Concetti Chiave
- I cicli economici si articolano in quattro fasi: negativa, depressione, positiva e boom economico, ognuna caratterizzata da diverse dinamiche del PIL.
- La fase negativa è contraddistinta da una stagnazione del PIL, mentre nella depressione si osserva una riduzione del valore del prodotto interno lordo.
- La ripresa economica segna l'inizio della fase positiva, culminando poi in un boom economico con una forte crescita del PIL.
- L'intervento dello Stato è considerato necessario per correggere i fallimenti del mercato e riportare l'equilibrio economico, ad esempio attraverso imposte correttive.
- Il dibattito tra interventisti e liberisti si concentra sulla necessità o meno dell'intervento statale per affrontare le crisi economiche, con visioni opposte sulle dinamiche di recupero del mercato.
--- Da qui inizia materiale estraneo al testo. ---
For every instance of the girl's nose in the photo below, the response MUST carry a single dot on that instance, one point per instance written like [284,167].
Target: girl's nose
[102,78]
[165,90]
Le fasi dei cicli economici
I cicli economici si dividono in quattro fasi:
- fase negativa: il valore del PIL non cresce
- depressione: il valore del PIL diminuisce
- fase positiva: ripresa economica
- boom economico: cresce fortemente il PIL
Per risolvere i cosiddetti fallimenti del mercati, l'unica soluzione è l'intervento dello Stato, che con i mezzi correttivi a sua disposizione, ha il compito di riportare il mercato al livello di equilibrio o almeno a migliorare tali fallimenti. Un classico esempio di mezzo correttivo è l'introduzione delle c.d. imposte correttive.
Dibattito tra interventisti e liberisti
Tuttavia gli economisti non sono tutti d'accordo sull'opportunità dell'intervento statale.
Per gli interventisti infatti per risolvere le crisi economiche è necessario l'intervento dello Stato in economia, al contrario il filone di pensiero dei liberisti, ritiene invece che le crisi economiche si rivolvano spontaneamente e lo Stato debba rimanere il più neutrale possibile.
Domande da interrogazione
- Quali sono le fasi dei cicli economici?
- Qual è il ruolo dello Stato nei fallimenti del mercato?
- Qual è il dibattito tra interventisti e liberisti riguardo all'intervento statale?
I cicli economici si dividono in quattro fasi: fase negativa, depressione, fase positiva e boom economico, con il PIL che non cresce, diminuisce, riprende e cresce fortemente rispettivamente.
Lo Stato interviene per risolvere i fallimenti del mercato utilizzando mezzi correttivi, come le imposte correttive, per riportare il mercato a un livello di equilibrio.
Gli interventisti sostengono che l'intervento dello Stato sia necessario per risolvere le crisi economiche, mentre i liberisti credono che le crisi si risolvano spontaneamente e che lo Stato debba mantenere una posizione neutrale.